Luego, al ver que no me respondía, me incliné aún más, y con cautela, para no chocar contra la cara de Emilia, que sabía estaba sentada en la popa, la busqué palpando. Pero mi mano encontró sólo el vacío y, bajándola, noté bajo mis dedos, allí donde habría debido encontrar el cuerpo de Emilia, la madera lisa del asiento vacío. De pronto, mi estupor se mezcló con una sensación de miedo.
—¡Emilia! —grité—. ¡Emilia!
Me respondió sólo un tenue eco helado, o, por lo menos, así me lo pareció. Entretanto, mis ojos se habían acostumbrado y distinguían, al fin, en la densa penumbra, la barca varada por la proa, la playa de menuda arena negra, la bóveda luciente y goteante que se curvaba sobre mi cabeza. Y entonces vi que la barca estaba vacía, que no había nadie en la popa, que la playa estaba asimismo vacía, que en torno a mí no había nadie y que me encontraba solo.
Dije, mirando hacia popa, atónito:
—Emilia —pero esta vez en voz baja. Y repetí—: Emilia, ¿dónde estás?
Y en aquel momento comprendí. Entonces bajé de la barca, me arrojé sobre la playa, hundí la cara en la húmeda arena negra y creo que me desvanecí, porque permanecí inmóvil, casi sin darme cuenta de lo que hacía, durante un tiempo que me pareció larguísimo.
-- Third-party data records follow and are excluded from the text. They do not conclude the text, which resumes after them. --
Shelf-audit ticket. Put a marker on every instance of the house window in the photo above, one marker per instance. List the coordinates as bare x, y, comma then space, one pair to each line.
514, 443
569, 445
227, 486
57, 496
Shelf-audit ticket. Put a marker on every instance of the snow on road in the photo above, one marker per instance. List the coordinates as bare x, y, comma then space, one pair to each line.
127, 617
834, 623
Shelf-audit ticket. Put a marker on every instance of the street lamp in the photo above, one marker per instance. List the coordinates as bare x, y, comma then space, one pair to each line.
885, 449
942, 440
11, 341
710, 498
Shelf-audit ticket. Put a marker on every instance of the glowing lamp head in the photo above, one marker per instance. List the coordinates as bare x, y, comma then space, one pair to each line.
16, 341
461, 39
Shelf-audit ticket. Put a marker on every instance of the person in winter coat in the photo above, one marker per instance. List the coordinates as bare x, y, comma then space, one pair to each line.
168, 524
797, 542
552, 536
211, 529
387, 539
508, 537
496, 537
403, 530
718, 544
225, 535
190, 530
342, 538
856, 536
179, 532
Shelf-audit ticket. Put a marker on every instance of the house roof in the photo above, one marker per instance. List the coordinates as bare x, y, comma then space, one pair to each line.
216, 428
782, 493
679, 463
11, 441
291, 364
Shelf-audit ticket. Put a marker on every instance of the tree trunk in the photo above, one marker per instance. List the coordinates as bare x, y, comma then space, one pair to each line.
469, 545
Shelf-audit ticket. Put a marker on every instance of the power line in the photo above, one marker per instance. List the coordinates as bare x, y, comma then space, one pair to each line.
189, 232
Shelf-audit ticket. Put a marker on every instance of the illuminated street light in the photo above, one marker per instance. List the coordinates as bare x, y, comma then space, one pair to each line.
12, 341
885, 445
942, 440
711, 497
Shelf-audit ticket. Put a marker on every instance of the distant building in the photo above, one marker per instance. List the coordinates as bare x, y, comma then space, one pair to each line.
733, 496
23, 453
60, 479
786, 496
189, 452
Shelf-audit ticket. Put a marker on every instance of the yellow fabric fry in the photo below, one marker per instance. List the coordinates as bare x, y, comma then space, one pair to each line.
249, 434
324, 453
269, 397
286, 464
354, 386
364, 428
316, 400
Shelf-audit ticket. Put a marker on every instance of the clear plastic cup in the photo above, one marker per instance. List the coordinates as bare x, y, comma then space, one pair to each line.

Luego me levanté, subí maquinalmente a la barca y la impulsé fuera de la cueva. En la boca de la misma me hirió la fuerte luz del sol, reflejada por el mar. Consulté mi reloj de pulsera y vi que eran las dos de la tarde. Había permanecido en la cueva más de una hora. Recordé que el mediodía es la hora de los fantasmas. Y comprendí que había hablado y llorado ante un fantasma.